Il est en France le plus connu des pionniers de l’aviation en raison de sa traversée de la Manche le 25 juillet 1909. Cet ingénieur centralien et industriel de l’automobile est attiré très tôt par l’idée de voler. Ayant fait fortune grâce à la fabrication de phares, il construit en 1899 un ornithoptère (avion à ailes battantes) qui ne volera jamais. En 1906, il fonde une entreprise destinée à la construction d’avions et produit de nombreux biplans qui subissent échecs sur échecs. Il y gagne le surnom "d’homme qui tombe".

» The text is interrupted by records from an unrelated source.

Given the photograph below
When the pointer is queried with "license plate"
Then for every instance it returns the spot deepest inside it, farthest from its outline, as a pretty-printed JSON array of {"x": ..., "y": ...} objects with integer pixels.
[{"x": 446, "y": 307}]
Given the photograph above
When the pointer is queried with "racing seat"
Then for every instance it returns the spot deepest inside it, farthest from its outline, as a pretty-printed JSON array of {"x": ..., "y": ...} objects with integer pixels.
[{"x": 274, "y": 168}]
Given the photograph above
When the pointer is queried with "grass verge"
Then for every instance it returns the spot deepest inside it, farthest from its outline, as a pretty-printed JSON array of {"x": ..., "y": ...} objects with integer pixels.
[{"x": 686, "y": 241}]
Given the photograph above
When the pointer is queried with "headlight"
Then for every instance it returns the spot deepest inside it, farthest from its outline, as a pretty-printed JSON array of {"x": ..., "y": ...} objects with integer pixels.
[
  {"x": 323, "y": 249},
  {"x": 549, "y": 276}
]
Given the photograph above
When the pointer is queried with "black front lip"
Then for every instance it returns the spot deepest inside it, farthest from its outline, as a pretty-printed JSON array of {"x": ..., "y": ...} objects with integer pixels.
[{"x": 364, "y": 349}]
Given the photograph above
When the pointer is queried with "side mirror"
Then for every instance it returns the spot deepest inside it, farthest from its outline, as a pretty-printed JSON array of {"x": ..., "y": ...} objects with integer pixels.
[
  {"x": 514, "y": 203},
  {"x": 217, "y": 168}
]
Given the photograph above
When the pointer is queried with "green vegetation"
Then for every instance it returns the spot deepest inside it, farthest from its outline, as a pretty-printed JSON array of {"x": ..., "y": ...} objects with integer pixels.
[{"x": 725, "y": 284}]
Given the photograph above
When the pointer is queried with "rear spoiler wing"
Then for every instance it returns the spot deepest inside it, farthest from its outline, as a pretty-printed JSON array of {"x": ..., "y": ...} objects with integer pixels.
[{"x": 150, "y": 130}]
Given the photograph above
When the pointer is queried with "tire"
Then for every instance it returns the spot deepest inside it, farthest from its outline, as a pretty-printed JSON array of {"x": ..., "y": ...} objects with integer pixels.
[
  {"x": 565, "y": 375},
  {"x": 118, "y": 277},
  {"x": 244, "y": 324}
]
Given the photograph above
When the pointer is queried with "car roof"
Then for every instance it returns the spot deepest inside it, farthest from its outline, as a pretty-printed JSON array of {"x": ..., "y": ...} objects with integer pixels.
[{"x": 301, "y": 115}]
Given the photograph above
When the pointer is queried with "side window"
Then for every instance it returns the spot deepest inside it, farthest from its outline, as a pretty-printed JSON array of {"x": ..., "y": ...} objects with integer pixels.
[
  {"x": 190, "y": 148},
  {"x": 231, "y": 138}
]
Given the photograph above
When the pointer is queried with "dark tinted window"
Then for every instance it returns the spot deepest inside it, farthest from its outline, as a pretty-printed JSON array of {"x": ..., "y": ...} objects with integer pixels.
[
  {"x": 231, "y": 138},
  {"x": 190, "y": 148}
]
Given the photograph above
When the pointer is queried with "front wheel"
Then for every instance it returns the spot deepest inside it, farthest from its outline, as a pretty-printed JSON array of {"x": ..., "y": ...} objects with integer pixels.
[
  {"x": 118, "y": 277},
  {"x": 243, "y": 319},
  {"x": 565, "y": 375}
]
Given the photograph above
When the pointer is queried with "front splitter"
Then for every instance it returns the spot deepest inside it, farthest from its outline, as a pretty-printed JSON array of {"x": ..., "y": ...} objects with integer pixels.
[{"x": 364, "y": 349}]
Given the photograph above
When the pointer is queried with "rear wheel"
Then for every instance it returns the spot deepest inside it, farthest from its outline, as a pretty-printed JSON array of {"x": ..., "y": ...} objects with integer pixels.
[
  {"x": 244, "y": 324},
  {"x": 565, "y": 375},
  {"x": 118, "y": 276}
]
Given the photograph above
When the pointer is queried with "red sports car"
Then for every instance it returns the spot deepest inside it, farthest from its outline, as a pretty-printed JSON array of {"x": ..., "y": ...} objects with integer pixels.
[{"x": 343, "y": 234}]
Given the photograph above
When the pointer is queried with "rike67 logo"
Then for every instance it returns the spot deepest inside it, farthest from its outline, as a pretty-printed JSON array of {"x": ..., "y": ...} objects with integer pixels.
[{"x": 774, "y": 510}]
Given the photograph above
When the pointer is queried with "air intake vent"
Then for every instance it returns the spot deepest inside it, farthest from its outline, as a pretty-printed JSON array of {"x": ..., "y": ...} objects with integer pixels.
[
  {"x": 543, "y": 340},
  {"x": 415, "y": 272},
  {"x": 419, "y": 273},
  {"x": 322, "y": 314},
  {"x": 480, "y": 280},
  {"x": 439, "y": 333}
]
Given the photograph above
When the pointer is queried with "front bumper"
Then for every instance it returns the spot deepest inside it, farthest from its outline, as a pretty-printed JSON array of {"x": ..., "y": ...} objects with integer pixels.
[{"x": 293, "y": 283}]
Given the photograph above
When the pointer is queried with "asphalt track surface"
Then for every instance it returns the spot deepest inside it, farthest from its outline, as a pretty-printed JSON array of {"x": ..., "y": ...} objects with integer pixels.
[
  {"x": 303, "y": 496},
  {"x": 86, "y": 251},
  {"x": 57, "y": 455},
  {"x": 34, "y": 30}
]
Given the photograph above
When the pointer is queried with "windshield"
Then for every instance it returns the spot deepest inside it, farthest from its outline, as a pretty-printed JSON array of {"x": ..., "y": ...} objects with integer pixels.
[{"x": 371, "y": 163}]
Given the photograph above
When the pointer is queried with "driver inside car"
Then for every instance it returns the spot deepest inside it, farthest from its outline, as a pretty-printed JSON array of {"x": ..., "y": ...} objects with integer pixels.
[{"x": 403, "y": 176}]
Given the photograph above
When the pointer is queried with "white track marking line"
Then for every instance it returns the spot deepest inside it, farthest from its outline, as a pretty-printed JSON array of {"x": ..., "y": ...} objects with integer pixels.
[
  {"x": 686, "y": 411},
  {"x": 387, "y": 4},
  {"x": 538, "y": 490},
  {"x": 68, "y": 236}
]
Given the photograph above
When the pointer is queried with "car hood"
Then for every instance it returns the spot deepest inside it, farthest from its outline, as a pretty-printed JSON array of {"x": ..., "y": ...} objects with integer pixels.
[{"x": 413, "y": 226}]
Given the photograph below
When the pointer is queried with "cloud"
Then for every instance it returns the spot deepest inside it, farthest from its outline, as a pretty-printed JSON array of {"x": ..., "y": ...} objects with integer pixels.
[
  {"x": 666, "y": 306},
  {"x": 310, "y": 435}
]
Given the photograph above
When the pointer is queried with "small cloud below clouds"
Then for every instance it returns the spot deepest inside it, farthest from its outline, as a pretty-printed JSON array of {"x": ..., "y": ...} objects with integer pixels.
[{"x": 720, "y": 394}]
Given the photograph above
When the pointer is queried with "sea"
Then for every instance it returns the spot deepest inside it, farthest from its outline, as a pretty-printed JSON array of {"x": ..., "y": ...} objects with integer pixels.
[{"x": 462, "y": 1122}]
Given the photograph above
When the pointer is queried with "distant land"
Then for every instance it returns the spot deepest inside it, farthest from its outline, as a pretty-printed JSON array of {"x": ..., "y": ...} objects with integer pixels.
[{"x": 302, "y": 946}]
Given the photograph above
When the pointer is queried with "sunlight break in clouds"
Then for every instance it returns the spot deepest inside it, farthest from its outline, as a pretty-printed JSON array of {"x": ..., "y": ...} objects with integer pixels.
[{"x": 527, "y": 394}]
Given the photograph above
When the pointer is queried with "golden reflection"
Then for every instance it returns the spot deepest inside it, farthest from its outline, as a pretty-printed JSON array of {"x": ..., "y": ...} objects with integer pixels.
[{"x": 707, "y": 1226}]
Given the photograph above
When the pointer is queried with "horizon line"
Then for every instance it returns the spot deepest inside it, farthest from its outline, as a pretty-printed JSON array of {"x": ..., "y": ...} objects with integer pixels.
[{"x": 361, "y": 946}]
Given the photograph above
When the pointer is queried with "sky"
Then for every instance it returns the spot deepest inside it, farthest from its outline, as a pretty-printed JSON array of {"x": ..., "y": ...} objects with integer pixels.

En 1907, un appareil mû par un moteur Antoinette fait des bonds de plus en plus longs et parcours 500 mètres avant la fin de l’année. Des années après les frères Wright, il parvient enfin à faire un demi-tour en vol. Le monoplan Blériot XI, dernier aboutissement de ses recherches, lui permet de traverser la Manche.

 

Cette aventure est considérée en France comme un retentissant exploit, jugement que l’on peut qualifier de chauvin puisque la trentaine de kilomètres parcourus sont peu de chose comparée aux 124,700 km de Wilbur Wright en 2 h 18 réalisés le 31 décembre 1908 au Mans, soit 5 mois plus tôt. Cela apporte pourtant au Français célébrité et fortune, ce qui lui permet d’ouvrir des écoles de pilotage, notamment à Étampes et Pau en 1909. Il s’installe sur le Pont-Long après avoir visité le site le 10 janvier et obtenu les mêmes conditions d’accueil que Wright. Il fonctionne l’été à Étampes et l’hiver à Pau en raison de conditions climatiques plus favorables en Béarn que celles qui règnent en cette saison dans la région parisienne : ici, peu de vent et de pluie. Plus au nord, ces éléments contrarient les vols en raison du manque de puissance des moteurs. De novembre 1909 à novembre 1913, l’école Bériot formera donc dans notre ville plus de 200 pilotes dont certains battront toutes sortes de records.

 

À Pau, une rue nouvelle portera son nom le 12 juillet 1957.